Now make sure the stone fits the mount. You need a couple of mm proud of the stone table (the "table" is the top, flat surface of the stone). The mount is then soldered into the jewellery item, again with Hard solder.

Now you need to grind away a seat for the stone to sit on, just like we did for this mount.  Here in the above photo' you can see that I have coloured in the inside of the mount with black felt-tip pen, so that I can easily see the mark that I have scribed with my dividers which indicates where I will be cutting the seat.

 
I used both these burrs to grind out the seat. You may find that just one suits you better than the other.
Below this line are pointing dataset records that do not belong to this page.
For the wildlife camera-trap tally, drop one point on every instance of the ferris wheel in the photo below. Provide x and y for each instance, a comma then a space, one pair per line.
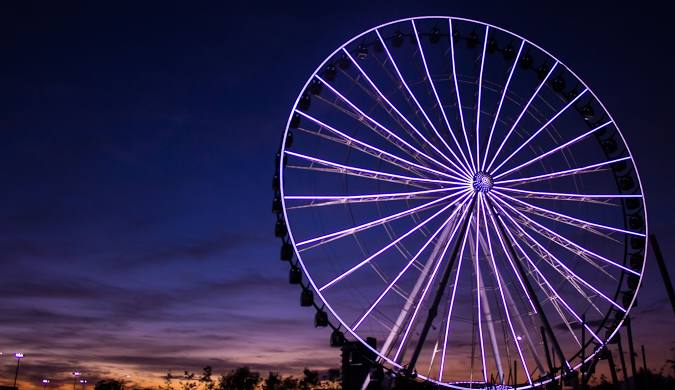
458, 194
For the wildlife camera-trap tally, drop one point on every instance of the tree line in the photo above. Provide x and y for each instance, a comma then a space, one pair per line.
241, 378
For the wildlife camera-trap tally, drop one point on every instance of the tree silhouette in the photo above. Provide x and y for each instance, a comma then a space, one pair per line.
167, 381
289, 383
109, 384
310, 379
188, 381
272, 382
206, 379
240, 379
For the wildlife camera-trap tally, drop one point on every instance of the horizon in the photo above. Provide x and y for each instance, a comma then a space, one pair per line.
138, 150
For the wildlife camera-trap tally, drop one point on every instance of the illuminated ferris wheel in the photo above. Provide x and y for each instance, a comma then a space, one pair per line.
455, 192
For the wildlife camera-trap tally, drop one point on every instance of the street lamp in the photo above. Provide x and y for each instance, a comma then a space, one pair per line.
75, 375
18, 357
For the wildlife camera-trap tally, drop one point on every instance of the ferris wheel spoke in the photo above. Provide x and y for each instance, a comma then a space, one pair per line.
440, 106
330, 200
511, 263
426, 289
374, 151
389, 133
459, 100
505, 235
376, 175
554, 150
341, 171
580, 223
400, 144
480, 89
451, 304
568, 272
478, 287
522, 112
547, 283
421, 110
567, 278
499, 107
378, 222
568, 196
542, 128
412, 261
501, 294
561, 240
412, 169
460, 169
391, 244
554, 175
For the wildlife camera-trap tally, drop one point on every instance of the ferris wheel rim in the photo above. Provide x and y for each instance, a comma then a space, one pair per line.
524, 40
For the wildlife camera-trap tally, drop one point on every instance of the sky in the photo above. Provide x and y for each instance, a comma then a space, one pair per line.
136, 154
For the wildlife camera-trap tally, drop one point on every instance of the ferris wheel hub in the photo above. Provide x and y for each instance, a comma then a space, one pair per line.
482, 182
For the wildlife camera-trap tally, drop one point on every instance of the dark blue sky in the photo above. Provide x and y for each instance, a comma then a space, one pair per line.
137, 149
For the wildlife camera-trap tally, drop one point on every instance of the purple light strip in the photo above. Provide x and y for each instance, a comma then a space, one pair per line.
521, 115
368, 171
373, 148
566, 144
390, 104
501, 293
581, 221
562, 194
499, 107
392, 195
424, 293
567, 172
513, 266
459, 100
410, 263
452, 302
569, 271
480, 325
567, 306
579, 247
480, 89
540, 130
376, 123
411, 231
440, 105
380, 221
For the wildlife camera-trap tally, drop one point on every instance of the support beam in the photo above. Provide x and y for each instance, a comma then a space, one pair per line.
663, 270
433, 310
532, 293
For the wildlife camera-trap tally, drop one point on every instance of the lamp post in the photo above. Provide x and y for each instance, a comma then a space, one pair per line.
75, 375
18, 357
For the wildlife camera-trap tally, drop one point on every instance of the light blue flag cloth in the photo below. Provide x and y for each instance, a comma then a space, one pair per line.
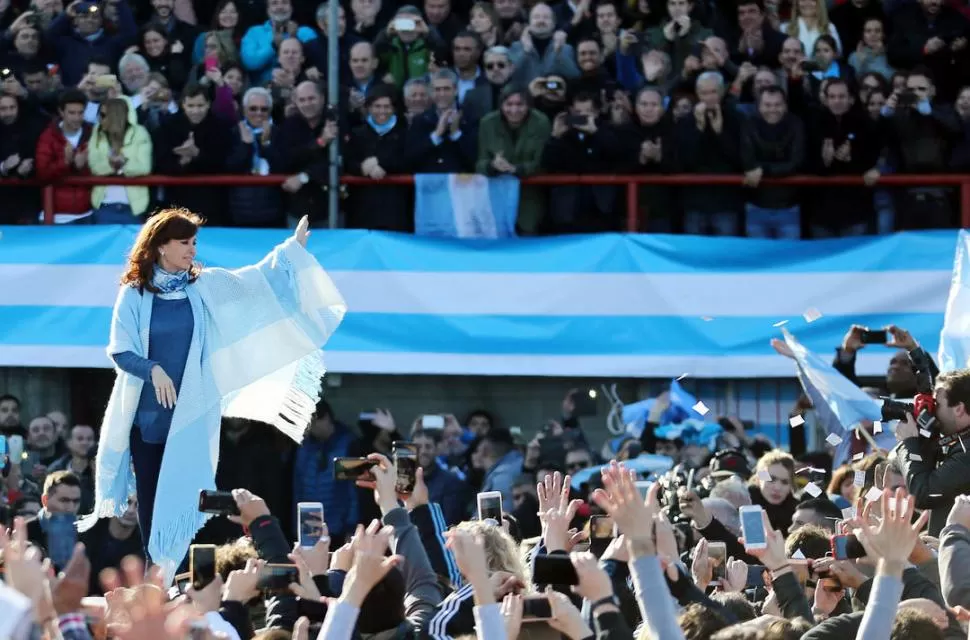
645, 463
955, 338
465, 205
848, 403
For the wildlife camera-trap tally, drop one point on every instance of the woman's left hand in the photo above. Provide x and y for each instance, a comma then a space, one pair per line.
302, 231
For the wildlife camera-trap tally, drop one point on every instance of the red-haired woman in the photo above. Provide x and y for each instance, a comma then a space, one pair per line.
191, 345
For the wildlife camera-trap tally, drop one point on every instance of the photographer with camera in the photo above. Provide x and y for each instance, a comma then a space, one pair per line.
932, 452
923, 132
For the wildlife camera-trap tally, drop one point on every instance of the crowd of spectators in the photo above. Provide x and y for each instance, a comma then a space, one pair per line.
673, 561
747, 87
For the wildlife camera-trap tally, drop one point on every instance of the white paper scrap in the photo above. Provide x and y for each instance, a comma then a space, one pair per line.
812, 314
Because I have Carpal Tunnel syndrome in my wrists, I find this procedure quite difficult and a little painful, so I tend to grind out a little too much in my quest and for that reason, I prefer to solder a constructed seat into my settings, as in this setting. In this case, I might make another cone to a slightly smaller template and solder it inside. Then I would thin down the top edge of the outer cone, so that it is thin enough to rub over, but for the purpose of this tutorial, I will carry on cutting!....


Further shaping was achieved by using a medium sized, fine flat file, to take the height of the mount down until it is lower than the table but above the girdle (the "girdle" is the widest edge of the stone) so that I have enough metal to rub over. You can see here that the edge of the mount is now nice and thin from having the seat ground down. At this stage in the photo, I still have to take the height down a bit, as there is too much metal to push over.

You can see the ring is now held firmly in the Ring Clamp and I am pushing the edge over from opposite points with my pusher, bit by bit until the edge is snug against the stone all around. Only then do I push any visible lip down against the stone in a downwards push, before finally rubbing around in one direction with my burnisher....just as we did at the end for this setting. 

In case you're not sure, this gizmo above, is a ring clamp and makes holding rings while you set stones a much easier job than simply holding the ring with your hand.

So here is the mount after pushing, but before burnishing and below you can see the mount after burnishing.


Job done. Do remember that this is just one way of making this mount, there are variations. Every jeweller has a different way of doing it and has tips to share...good luck!